I went to the Red Sox game with Chef Walker last night. It was the first baseball game that I paid attention to all year. We ate at the Lower Depths beforehand. The Chef had three plain Jane Fenway franks with tater tots and I had a black bean burger with a salad. He taught me how to keep score manually. When we arrived at his seats in the Friendly Fenway bleachers (three drunken fistfights near us) I took out my pen and scored the game. My aunt, the Yankees fan, says the game of baseball is like watching paint dry. She means to say it is a slow game. The pitcher’s mound is similar to a lava dome rising inside the crater of an active stratovolcano. Stratovolcanos rebuild their own summits. Scientists are watching, and they say the next catastrophic eruption, or home run, is not a question of if but of when. But everybody knows its more likely to happen in a hundred years than it is today.

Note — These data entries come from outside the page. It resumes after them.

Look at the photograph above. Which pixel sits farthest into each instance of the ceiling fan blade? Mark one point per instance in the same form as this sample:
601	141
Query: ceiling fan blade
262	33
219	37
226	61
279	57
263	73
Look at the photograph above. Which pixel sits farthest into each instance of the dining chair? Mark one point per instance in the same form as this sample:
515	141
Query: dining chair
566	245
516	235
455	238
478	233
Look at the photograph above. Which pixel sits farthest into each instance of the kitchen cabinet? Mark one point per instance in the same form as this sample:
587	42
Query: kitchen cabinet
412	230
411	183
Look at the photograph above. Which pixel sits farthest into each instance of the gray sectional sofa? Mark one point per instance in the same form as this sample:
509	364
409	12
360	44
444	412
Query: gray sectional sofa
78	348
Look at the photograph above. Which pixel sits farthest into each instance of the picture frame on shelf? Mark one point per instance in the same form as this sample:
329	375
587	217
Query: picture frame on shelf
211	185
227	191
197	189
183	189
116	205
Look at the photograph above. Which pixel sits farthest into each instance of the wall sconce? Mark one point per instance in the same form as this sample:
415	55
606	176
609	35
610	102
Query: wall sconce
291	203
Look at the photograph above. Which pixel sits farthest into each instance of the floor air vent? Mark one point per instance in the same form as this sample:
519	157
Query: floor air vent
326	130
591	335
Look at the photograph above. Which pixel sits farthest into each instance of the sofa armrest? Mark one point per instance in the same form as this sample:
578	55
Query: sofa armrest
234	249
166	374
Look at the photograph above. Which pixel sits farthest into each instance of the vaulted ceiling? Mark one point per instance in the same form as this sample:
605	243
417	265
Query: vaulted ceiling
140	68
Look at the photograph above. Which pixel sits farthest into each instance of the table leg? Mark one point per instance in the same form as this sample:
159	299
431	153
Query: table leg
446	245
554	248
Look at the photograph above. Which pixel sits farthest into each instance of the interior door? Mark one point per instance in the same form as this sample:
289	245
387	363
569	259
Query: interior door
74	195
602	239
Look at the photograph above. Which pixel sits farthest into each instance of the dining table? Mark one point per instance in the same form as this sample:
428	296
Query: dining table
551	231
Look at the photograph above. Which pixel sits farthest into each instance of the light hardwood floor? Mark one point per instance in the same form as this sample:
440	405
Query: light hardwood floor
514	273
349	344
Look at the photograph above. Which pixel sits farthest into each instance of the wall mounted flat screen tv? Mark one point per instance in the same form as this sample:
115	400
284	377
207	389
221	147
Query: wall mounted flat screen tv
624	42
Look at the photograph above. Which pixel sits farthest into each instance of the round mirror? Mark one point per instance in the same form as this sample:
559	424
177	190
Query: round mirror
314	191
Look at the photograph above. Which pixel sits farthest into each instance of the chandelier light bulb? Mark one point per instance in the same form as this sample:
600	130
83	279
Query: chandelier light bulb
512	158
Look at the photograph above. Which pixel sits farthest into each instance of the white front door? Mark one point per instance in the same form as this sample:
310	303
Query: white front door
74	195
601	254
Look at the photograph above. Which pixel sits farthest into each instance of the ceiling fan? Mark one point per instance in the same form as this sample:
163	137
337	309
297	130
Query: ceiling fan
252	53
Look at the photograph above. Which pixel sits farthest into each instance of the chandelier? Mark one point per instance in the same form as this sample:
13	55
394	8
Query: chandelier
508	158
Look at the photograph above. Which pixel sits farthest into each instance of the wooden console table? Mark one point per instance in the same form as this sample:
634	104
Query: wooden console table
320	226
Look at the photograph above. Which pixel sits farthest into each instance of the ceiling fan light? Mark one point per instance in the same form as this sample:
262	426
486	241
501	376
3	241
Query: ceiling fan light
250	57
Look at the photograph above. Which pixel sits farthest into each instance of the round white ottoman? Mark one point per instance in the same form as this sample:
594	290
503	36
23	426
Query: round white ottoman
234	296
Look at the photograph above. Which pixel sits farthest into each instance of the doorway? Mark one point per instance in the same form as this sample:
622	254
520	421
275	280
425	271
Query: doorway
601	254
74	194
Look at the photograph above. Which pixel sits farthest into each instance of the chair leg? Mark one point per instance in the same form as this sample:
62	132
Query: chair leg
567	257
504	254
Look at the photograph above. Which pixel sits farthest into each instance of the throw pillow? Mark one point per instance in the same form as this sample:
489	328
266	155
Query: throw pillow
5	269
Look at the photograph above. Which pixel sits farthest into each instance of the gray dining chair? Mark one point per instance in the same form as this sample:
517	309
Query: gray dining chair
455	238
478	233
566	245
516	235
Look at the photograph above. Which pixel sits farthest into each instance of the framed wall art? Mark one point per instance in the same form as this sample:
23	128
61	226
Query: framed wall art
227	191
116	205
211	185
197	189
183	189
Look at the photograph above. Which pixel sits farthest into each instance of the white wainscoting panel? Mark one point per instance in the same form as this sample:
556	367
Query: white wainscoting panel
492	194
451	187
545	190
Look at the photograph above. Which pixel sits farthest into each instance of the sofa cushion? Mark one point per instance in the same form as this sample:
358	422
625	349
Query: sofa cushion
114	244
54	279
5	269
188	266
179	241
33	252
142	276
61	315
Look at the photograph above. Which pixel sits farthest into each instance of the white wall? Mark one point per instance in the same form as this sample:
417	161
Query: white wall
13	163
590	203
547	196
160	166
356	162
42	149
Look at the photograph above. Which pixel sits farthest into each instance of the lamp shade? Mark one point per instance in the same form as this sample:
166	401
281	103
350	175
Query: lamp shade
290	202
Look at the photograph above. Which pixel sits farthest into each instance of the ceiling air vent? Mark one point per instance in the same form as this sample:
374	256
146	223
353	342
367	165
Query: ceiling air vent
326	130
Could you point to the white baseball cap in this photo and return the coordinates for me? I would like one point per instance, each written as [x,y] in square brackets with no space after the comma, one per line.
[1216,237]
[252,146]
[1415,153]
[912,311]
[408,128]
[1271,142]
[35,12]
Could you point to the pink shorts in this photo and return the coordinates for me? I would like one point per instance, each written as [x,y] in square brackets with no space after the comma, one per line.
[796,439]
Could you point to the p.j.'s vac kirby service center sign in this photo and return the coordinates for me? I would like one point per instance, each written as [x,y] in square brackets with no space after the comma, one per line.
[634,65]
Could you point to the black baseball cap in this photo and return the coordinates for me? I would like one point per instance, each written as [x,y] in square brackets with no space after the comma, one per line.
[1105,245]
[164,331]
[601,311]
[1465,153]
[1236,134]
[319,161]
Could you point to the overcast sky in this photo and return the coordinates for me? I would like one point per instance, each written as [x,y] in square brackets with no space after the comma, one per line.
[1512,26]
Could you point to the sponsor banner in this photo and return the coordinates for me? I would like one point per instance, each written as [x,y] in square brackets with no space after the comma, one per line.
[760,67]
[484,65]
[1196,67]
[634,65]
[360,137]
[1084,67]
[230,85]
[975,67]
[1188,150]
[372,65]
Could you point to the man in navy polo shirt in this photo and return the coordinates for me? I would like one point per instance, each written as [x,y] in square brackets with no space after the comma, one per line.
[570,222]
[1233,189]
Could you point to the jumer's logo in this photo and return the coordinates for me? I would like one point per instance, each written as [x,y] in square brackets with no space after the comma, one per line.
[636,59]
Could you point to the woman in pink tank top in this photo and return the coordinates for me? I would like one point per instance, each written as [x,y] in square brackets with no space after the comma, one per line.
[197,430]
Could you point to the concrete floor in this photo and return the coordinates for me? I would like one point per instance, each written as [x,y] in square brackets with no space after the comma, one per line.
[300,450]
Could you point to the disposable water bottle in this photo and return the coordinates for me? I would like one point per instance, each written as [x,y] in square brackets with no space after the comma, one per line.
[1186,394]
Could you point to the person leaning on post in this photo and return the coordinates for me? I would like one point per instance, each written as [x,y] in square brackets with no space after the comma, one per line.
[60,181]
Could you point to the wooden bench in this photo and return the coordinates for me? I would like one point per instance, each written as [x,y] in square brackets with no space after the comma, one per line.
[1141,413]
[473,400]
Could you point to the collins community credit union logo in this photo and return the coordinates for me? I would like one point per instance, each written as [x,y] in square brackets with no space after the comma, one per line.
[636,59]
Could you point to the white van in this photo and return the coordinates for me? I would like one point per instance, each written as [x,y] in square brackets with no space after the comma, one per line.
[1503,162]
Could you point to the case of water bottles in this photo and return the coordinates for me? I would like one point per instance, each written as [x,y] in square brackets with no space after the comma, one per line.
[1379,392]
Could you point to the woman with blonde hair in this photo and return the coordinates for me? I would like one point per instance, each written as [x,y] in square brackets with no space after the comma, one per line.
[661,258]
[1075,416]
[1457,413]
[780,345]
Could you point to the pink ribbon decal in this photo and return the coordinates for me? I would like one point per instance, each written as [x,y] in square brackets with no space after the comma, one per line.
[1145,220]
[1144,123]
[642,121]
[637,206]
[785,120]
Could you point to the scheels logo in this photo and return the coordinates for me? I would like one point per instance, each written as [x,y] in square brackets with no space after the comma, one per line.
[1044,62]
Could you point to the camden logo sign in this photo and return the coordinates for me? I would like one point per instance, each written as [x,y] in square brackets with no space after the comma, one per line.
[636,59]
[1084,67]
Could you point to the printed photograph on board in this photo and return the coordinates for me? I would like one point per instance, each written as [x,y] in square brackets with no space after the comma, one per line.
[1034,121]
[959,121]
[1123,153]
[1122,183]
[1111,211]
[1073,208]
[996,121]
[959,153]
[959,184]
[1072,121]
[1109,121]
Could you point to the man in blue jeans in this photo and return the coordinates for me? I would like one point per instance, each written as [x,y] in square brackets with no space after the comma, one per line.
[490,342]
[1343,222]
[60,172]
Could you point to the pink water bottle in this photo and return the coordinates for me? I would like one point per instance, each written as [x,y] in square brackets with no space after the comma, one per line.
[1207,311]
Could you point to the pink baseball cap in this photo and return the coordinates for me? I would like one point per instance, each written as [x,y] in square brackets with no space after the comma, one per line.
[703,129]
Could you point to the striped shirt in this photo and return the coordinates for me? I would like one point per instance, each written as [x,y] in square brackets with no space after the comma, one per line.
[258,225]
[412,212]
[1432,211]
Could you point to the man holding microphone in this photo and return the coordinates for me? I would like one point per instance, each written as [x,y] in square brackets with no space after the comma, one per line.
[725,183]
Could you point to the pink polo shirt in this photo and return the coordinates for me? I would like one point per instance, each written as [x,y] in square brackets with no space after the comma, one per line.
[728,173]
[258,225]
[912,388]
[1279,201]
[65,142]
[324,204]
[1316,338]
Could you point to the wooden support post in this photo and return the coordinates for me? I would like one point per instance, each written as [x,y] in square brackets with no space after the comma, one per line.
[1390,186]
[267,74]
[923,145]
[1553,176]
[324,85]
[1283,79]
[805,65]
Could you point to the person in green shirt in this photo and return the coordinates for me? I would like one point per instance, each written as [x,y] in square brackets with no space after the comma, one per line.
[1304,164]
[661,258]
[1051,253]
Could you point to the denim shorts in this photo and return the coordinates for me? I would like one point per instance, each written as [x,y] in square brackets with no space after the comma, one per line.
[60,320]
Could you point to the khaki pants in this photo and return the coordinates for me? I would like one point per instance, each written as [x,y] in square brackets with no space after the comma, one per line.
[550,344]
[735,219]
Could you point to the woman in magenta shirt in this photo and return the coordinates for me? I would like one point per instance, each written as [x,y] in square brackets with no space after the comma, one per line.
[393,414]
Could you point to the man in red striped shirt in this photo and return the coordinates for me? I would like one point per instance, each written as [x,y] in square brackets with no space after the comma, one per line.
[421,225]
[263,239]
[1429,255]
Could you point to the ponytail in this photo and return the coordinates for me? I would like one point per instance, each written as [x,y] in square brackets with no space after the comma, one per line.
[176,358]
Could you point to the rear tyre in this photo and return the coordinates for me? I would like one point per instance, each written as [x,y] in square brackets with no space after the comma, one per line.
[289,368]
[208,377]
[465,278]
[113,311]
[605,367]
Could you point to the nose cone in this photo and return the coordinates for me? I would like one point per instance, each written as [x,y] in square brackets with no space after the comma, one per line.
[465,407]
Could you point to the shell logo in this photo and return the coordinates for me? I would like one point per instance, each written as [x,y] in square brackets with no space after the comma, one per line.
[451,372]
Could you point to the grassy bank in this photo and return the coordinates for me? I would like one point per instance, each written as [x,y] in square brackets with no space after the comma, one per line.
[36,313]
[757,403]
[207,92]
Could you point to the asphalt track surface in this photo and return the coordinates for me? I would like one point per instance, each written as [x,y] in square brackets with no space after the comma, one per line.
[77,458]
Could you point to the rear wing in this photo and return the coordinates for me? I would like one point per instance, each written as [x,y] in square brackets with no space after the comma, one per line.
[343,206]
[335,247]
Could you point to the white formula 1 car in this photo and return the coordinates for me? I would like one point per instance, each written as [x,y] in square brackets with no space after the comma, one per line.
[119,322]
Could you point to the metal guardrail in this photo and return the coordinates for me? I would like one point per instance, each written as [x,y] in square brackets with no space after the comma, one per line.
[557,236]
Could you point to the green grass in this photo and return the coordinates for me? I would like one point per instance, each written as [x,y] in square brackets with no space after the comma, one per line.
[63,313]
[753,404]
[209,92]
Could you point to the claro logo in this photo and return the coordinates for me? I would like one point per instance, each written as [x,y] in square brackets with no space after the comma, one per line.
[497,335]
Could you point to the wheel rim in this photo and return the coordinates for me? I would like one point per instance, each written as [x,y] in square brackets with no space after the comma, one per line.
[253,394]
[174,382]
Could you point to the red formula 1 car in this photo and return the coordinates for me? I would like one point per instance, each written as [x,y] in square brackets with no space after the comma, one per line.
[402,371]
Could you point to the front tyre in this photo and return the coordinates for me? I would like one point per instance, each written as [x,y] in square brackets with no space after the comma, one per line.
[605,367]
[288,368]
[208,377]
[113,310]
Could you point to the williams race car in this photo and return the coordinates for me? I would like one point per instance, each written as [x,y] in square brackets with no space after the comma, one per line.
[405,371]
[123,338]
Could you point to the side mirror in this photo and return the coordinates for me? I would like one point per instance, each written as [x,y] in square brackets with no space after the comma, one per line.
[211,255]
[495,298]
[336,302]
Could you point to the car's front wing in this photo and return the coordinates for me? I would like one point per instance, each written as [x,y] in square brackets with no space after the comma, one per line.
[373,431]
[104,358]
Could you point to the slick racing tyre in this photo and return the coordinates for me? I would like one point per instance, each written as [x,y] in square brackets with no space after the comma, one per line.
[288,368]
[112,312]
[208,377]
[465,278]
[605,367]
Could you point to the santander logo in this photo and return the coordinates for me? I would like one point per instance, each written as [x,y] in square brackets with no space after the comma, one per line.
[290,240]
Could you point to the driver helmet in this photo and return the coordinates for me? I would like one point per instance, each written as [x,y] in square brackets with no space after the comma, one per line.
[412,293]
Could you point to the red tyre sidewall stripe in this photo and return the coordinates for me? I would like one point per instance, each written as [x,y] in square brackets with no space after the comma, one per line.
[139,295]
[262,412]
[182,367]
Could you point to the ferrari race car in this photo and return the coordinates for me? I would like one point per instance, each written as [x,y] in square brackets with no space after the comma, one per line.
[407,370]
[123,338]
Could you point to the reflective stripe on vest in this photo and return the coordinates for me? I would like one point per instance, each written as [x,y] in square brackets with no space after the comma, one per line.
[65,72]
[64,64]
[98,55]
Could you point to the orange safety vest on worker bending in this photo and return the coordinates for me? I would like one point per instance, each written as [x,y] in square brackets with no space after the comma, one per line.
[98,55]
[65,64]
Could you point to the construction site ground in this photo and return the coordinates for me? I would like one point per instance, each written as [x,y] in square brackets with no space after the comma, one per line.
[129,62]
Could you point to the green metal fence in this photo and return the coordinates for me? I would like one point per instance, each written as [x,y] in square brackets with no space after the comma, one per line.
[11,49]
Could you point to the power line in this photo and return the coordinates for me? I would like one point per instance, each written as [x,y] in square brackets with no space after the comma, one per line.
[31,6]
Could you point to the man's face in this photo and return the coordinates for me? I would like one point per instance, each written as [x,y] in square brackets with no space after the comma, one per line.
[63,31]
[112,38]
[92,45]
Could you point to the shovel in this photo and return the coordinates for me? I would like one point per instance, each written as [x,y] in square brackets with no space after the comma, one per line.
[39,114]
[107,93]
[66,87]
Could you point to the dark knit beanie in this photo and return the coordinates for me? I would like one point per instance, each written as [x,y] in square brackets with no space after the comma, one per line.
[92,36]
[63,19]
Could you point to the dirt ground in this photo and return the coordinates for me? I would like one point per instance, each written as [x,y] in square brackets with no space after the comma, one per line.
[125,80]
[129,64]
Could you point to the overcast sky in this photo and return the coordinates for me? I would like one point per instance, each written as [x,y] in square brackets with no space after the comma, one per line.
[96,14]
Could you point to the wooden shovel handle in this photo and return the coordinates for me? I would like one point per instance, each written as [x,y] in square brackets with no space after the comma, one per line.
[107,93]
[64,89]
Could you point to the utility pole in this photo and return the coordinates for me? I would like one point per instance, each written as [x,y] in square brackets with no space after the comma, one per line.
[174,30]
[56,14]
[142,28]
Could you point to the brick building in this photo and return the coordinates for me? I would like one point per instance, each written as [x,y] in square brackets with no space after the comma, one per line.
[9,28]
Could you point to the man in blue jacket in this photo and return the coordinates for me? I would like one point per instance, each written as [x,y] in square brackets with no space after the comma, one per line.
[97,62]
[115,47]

The game moves fast enough that keeping score is a challenge. You’d think five Diet Cokes would be enough caffeine to maintain an accurate strike/ball count. You’d be wrong. I struggled to learn the system and mark down each play. When I messed up, Chef Walker would grab the scorecard and pen, fix it, and call me stupid. This helped motivate me to do better. Every player on the field is assigned a number; when the ball is ripped up the middle to the shortstop, who throws it to first base, that out is recorded as 6-3. A double play, or fielder’s choice, or error, can complicate matters quickly. If a player strikes out swinging it’s a K, looking is a backwards K. In the middle of the fifth, I went to buy the chef a beer and urinate. In line for the men’s room, I had a realization about love. No matter how special I think a woman is / how right she seems to be for me, there will always be hundreds of other men pushing to get at her. Like half-drunk sperms. At least I know how to keep score.


I shy away from competitive games myself. But the games nevertheless must be played.
Snorks, you are the King of all things.
Or like watching grass grow. By the way, Doris wrote a wonderful book about baseball. We’d much rather read such a book than watch a pitchers’ duel!